Questions sent to the EPA remained unanswered.

Dr Sant suggested that a potential improvement to the current standstill in embryo adoption could be surrogacy. Through this method, the embryo is carried by another woman but eventually reunited with its biological parents as their child. Despite this, surrogacy remains illegal, he noted.

A legal loophole does exist by which a couple may avoid this waiver by going abroad. When questioned about the loophole, he said that this goes against his basic principle that all couples, no matter their means, should have the equal opportunity to conceive.

For Dr Sant, this waiver undermines the idea of free IVF in Malta with some couples refusing to run the risk of losing their embryos on being confronted with the waiver.

Dr Sant said that the process of IVF necessarily involves the fertilisation of multiple embryos to increase the inherently low chances of success. He said that currently, at age 40, only one fourth of the embryos would be genetically normal and capable of implantation via IVF.

This is why surplus embryos may be created despite the odds against it, he said. Even so, there are only so many that can be implanted in the mother and the remainder should still remain the couple’s biological “property”, he said.

To prevent any surplus embryos and avoid the risk of them being taken away, the number of eggs utilised in IVF would be minimised to such an extent that the likelihood of fertilization would be deemed “ridiculously” low.

When asked about the places where this waiver needs to be signed, Dr Sant said it happens only in Maltese clinics and nowhere else in the world. He said that the waiver legislation came into action immediately with the introduction of IVF in Malta.

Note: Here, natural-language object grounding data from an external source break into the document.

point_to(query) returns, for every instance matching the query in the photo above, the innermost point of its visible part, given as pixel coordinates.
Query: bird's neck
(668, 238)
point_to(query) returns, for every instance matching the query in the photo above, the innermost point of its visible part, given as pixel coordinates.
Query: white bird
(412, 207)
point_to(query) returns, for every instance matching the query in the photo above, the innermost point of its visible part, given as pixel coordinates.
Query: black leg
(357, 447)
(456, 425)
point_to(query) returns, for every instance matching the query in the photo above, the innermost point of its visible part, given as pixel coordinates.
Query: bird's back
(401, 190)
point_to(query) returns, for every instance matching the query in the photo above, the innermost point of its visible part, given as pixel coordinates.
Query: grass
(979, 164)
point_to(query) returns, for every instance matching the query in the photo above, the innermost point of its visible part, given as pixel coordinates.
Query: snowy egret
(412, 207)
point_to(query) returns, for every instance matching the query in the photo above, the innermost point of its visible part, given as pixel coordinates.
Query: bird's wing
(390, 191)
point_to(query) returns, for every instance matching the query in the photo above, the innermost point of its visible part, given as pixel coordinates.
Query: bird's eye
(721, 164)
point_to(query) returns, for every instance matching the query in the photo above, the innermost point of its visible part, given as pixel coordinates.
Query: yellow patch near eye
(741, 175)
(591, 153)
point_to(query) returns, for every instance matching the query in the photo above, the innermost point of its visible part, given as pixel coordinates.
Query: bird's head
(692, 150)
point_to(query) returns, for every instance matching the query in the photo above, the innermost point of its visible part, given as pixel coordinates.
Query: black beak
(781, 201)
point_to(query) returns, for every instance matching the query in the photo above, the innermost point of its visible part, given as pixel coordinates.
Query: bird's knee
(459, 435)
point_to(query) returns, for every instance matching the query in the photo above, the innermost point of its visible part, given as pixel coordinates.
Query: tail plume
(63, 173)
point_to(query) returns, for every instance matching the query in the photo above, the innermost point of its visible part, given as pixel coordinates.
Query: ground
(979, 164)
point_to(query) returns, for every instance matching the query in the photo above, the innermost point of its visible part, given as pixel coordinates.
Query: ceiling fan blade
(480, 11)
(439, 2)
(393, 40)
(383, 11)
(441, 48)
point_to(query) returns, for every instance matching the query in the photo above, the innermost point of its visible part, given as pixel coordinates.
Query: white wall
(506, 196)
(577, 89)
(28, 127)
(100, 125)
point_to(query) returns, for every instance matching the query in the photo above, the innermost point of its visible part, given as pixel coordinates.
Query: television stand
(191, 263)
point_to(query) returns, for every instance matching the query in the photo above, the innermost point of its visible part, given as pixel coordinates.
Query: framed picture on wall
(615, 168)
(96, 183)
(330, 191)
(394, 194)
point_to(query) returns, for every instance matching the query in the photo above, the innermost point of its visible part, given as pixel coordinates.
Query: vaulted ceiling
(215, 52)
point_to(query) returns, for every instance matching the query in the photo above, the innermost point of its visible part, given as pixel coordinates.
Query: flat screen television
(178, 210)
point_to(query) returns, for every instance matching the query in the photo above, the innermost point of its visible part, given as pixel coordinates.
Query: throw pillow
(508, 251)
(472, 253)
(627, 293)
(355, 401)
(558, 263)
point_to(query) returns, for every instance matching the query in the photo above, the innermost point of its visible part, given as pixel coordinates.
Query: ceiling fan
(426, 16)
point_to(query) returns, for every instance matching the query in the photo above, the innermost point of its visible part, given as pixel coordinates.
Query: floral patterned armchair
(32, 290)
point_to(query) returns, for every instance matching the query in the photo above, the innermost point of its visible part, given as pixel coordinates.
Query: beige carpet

There is no bioethical reasoning behind this legislation, Dr Sant said; rather, it was brought in to satisfy pro-life voters, who objected to the introduction of IVF. He said it was a purely political motive.

Dr Sant said this waiver is well-known among medical professionals but many kept their silence for fear of being “lumped” with the pro-abortion lobby due to the potential loss of embryos.

One must keep in mind that “IVF is the last resort”, he emphasised and that couples face enough psychological distress and stigma without being, very ironically, described as being in favour of abortion despite their trying so hard to conceive.

The trauma to the two parents at the moment is totally barbaric, added Dr Sant. He said that not only do they have to deal with the shock of a life-threatening disease but also with the trauma of their biological offspring being forcibly taken away and in future given to total strangers without having a say in it.

Dr Sant said the only way forward is for someone in politics to have the courage to challenge this “ridiculous” legislation that could potentially determine the fate of embryos even before their creation.